The author is a Reuters Breakingviews columnist. The opinions expressed are his own. 

Uber is steering its driverless vehicle technology towards a crash between robots and jobs. The private ride-hailing app worth some $66 bln on Thursday said it has bought autonomous big-rig startup Otto and that it was unleashing driverless taxis in Pittsburgh. Putting computers instead of humans behind the wheel could save lives, but would automate a task that employs millions of U.S. workers. America’s safety net is ill-prepared for such a job-destroying juggernaut.

Travis Kalanick, Uber’s chief executive, has made no secret of wanting to replace its chauffeurs with cars that can ferry passengers without driver input. Uber isn’t alone. From old-school car and truck manufacturers and parts makers to Silicon Valley interlopers like Tesla, Apple and Alphabet, dozens of companies are racing to develop driverless technology.

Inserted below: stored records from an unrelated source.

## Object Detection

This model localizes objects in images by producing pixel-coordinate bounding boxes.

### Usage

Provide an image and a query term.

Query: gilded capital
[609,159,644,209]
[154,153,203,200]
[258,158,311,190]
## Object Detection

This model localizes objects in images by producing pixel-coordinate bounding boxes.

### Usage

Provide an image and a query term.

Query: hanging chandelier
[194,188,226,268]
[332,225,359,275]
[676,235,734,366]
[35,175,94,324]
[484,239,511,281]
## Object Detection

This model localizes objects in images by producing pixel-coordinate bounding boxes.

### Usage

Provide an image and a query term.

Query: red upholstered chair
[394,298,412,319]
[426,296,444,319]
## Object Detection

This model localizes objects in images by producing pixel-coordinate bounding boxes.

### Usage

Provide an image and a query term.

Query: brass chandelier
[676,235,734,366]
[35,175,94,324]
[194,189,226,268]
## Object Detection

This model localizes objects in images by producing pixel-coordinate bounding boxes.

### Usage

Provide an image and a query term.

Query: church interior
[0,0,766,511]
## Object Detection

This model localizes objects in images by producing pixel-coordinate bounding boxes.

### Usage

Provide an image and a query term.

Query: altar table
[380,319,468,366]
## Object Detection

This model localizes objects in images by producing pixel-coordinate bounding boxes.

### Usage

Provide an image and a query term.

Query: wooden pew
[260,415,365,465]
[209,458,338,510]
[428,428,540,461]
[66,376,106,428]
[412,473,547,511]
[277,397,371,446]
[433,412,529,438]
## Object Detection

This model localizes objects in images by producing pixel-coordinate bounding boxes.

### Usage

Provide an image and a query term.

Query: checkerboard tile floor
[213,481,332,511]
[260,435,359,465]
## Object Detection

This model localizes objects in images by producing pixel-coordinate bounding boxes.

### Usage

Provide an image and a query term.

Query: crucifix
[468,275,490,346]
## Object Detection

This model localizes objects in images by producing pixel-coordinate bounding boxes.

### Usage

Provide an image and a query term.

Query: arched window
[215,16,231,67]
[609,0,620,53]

Along with saving valuable time, Boston Consulting Group has estimated that fully autonomous vehicles could reduce traffic accidents by 90 percent or more. That would avoid hundreds of billions of dollars of injuries, vehicle damage and lost productivity caused by traffic accidents, which kill more than 30,000 Americans each year.

There is a big downside, though. Heavy trucking employs nearly 2 million people across the United States, with a median salary of over $40,000, according to the Bureau of Labor Statistics. That’s about double what hundreds of thousands of others employed as taxi and limousine drivers make. Both industries are now firmly in Uber’s crosshairs.

The jobs might not disappear completely, of course. Moreover, shifting from today’s limited autonomy features like automatic braking and lane correction to truly self-driving vehicles across the country is a huge technology challenge that could take years – and spark serious political resistance. Even in a fully autonomous world, freight haulers and livery services would still need mechanics and IT specialists to keep fleets rolling.

Still, the threat is clear. And America’s threadbare social safety net and worker retraining programs may struggle to support a mass-retooling of skills. That would heap further pressure on working-class communities already reeling from the loss of over 5 million manufacturing jobs over the past two decades.

Uber’s new partnerships are the latest sign that the push to driverless is accelerating. Policymakers and politicians should consider themselves forewarned.